How to wait on `non_blocking` copying from GPU to CPU?

Apprehensive-oil-284 · July 19, 2022, 8:07pm

Consider the following code:

import time

import torch


if __name__ == '__main__':
    seed = 0
    torch.manual_seed(seed)
    torch.cuda.manual_seed(seed)
    torch.cuda.manual_seed_all(seed)

    x = torch.rand(32, 256, 220, 220).cuda()

    t = (x.min() - x.max()).to(torch.device("cpu"), non_blocking=True)
    print(t)
    time.sleep(2.)
    print(t)

and it will print:

tensor(0.)
tensor(-1.0000)

as in the first print, the data is not transmitted to host yet. My question is, is there some way to synchronize with it? In particular, is there something I can do with CUDA stream and Event?

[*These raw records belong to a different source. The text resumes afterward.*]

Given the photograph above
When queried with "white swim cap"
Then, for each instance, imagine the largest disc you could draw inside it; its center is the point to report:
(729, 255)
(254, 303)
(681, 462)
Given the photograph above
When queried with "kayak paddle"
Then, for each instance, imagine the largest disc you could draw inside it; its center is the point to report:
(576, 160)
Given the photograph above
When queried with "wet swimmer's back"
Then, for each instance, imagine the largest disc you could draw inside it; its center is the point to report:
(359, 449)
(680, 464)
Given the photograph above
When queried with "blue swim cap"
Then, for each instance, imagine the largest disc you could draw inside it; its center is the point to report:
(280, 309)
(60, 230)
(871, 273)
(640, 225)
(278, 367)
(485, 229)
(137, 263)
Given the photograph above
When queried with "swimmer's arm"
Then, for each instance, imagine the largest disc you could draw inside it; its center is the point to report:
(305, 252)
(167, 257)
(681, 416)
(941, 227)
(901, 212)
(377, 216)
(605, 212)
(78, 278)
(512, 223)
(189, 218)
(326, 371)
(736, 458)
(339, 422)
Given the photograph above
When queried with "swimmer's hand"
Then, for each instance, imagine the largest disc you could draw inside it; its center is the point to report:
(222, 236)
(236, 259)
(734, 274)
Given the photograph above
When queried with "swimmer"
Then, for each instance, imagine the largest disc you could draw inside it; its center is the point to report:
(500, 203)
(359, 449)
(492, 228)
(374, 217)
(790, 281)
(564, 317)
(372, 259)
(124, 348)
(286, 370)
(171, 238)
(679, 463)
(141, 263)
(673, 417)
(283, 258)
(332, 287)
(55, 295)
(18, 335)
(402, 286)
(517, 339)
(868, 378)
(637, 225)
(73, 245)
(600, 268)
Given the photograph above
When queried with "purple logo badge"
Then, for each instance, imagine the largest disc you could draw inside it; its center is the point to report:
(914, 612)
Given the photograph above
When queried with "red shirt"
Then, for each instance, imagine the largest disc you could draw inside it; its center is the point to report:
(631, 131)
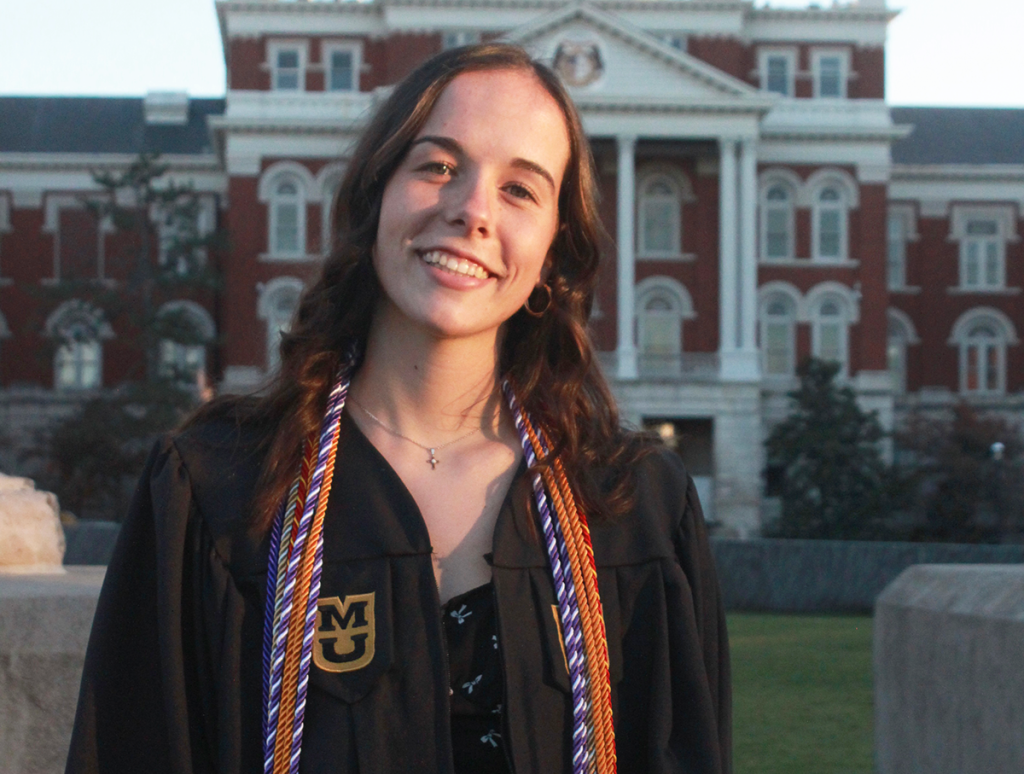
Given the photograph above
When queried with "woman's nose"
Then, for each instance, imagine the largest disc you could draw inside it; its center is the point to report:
(471, 204)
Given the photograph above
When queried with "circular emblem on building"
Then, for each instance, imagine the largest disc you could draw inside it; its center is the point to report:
(578, 62)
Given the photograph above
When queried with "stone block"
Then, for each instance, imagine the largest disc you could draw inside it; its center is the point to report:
(31, 536)
(949, 671)
(44, 630)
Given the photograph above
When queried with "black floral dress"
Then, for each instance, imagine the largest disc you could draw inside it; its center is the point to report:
(475, 670)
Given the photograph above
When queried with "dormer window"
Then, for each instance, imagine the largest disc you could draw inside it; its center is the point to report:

ptrblck · July 19, 2022, 8:50pm

Which PyTorch version are you using as I cannot reproduce it in the latest release?

Apprehensive-oil-284 · July 20, 2022, 3:08am

maybe that’s because I have my GPU on a slow PCIE x4 link, and thus slowing down the transmission. Maybe you can increase the size of x?

I’m using 1.12

ptrblck · July 20, 2022, 5:05am

Yes, you are right and you would need to synchronize the current stream e.g. via:

if __name__ == '__main__':
    seed = 0
    torch.manual_seed(seed)
    torch.cuda.manual_seed(seed)
    torch.cuda.manual_seed_all(seed)
    
    stream = torch.cuda.current_stream()

    x = torch.rand(32, 256, 220, 220).cuda()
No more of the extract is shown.